I kicked off by executing the following script which will create 31 Million, 62 Million & 125 million rows respectively. Why? Because I have seen enough cases when OLTP tables would grow beyond anything reasonable, even while using Enterprise Edition of SQL Server and not knowing what Partitioning or Compression is.
Notice that varying the part “AND a.number BETWEEN 1 AND 50” by changing the last number to 100 and to 200 I have achieved the respectful growth for the 2nd & 3rd test cases.
/* * Taken from http://sqlblog.com/blogs/adam_machanic/archive/2011/10/17/thinking-big-adventure.aspx, written by Adam Machanic */ USE AdventureWorks2012 GO SELECT p.ProductID + (a.number * 1000) AS ProductID, p.Name + CONVERT(VARCHAR, (a.number * 1000)) AS Name, p.ProductNumber + '-' + CONVERT(VARCHAR, (a.number * 1000)) AS ProductNumber, p.MakeFlag, p.FinishedGoodsFlag, p.Color, p.SafetyStockLevel, p.ReorderPoint, p.StandardCost, p.ListPrice, p.Size, p.SizeUnitMeasureCode, p.WeightUnitMeasureCode, p.Weight, p.DaysToManufacture, p.ProductLine, p.Class, p.Style, p.ProductSubcategoryID, p.ProductModelID, p.SellStartDate, p.SellEndDate, p.DiscontinuedDate INTO bigProduct FROM Production.Product AS p CROSS JOIN master..spt_values AS a WHERE a.type = 'p' AND a.number BETWEEN 1 AND 50 GO
Now create a Clustered Columnstore Index on this bigProduct table, it will help you inserting the bigTransaction table which will generate the 30+ Million Rows:
Create Clustered Columnstore Index PK_bigProduct on dbo.bigProduct;
Warning: the next script will run for some significant amount of time, so make sure you have enough space (I gave it 7GB), and make sure that your Transaction log is big enough to support some serious storage.
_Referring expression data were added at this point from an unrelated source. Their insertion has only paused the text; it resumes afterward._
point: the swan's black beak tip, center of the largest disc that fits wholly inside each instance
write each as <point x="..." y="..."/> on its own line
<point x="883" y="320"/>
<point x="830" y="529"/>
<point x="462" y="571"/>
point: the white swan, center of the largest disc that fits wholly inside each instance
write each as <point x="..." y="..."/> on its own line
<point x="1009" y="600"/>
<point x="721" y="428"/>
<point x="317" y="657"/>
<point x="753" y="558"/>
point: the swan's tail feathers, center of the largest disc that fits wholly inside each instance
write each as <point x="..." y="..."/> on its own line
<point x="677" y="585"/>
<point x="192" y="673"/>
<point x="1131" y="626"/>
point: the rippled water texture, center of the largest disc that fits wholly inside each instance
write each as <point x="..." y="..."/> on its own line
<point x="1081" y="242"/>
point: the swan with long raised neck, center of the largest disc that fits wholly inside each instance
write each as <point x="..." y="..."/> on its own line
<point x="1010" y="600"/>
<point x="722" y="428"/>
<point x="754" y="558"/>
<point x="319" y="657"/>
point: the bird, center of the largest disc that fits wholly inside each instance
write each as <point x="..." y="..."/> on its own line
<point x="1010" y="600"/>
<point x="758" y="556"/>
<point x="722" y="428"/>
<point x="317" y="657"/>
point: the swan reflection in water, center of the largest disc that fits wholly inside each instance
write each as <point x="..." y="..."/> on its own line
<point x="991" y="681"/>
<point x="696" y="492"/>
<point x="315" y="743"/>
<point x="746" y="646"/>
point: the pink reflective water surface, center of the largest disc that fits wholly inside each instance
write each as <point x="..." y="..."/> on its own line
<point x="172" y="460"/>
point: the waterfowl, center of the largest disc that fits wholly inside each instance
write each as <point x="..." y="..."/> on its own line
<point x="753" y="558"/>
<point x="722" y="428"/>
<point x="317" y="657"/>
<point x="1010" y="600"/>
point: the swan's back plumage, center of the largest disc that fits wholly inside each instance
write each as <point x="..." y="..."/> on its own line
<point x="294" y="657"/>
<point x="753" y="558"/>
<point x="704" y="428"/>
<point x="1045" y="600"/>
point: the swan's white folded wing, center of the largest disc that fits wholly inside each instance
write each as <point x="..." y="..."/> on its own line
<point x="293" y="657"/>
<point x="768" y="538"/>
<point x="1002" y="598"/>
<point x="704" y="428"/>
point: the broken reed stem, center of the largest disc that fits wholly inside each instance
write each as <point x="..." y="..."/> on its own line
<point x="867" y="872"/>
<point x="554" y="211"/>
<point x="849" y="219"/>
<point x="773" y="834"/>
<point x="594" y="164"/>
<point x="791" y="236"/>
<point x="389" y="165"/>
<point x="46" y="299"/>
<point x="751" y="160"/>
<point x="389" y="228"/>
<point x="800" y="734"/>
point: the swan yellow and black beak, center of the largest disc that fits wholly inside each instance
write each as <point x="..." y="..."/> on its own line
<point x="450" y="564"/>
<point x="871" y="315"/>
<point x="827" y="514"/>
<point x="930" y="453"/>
Even though my test VM has just 2 cores, I have a reasonable SSD which is a kind of important when working with those numbers of rows.
SELECT ROW_NUMBER() OVER ( ORDER BY x.TransactionDate, (SELECT NEWID()) ) AS TransactionID, p1.ProductID, x.TransactionDate, x.Quantity, CONVERT(MONEY, p1.ListPrice * x.Quantity * RAND(CHECKSUM(NEWID())) * 2) AS ActualCost INTO bigTransactionHistory FROM ( SELECT p.ProductID, p.ListPrice, CASE WHEN p.productid % 26 = 0 THEN 26 WHEN p.productid % 25 = 0 THEN 25 WHEN p.productid % 24 = 0 THEN 24 WHEN p.productid % 23 = 0 THEN 23 WHEN p.productid % 22 = 0 THEN 22 WHEN p.productid % 21 = 0 THEN 21 WHEN p.productid % 20 = 0 THEN 20 WHEN p.productid % 19 = 0 THEN 19 WHEN p.productid % 18 = 0 THEN 18 WHEN p.productid % 17 = 0 THEN 17 WHEN p.productid % 16 = 0 THEN 16 WHEN p.productid % 15 = 0 THEN 15 WHEN p.productid % 14 = 0 THEN 14 WHEN p.productid % 13 = 0 THEN 13 WHEN p.productid % 12 = 0 THEN 12 WHEN p.productid % 11 = 0 THEN 11 WHEN p.productid % 10 = 0 THEN 10 WHEN p.productid % 9 = 0 THEN 9 WHEN p.productid % 8 = 0 THEN 8 WHEN p.productid % 7 = 0 THEN 7 WHEN p.productid % 6 = 0 THEN 6 WHEN p.productid % 5 = 0 THEN 5 WHEN p.productid % 4 = 0 THEN 4 WHEN p.productid % 3 = 0 THEN 3 WHEN p.productid % 2 = 0 THEN 2 ELSE 1 END AS ProductGroup FROM bigproduct p ) AS p1 CROSS APPLY ( SELECT transactionDate, CONVERT(INT, (RAND(CHECKSUM(NEWID())) * 100) + 1) AS Quantity FROM ( SELECT DATEADD(dd, number, '20050101') AS transactionDate, NTILE(p1.ProductGroup) OVER ( ORDER BY number ) AS groupRange FROM master..spt_values WHERE type = 'p' ) AS z WHERE z.groupRange % 2 = 1 ) AS x;
And now let’s create a Clustered Columnstore Index on our table:
Create Clustered Columnstore Index pk_bigTransactionHistory on dbo.bigTransactionHistory
What I love about this table is that it does have a structure and the type of data that is typical to found in a lot of applications.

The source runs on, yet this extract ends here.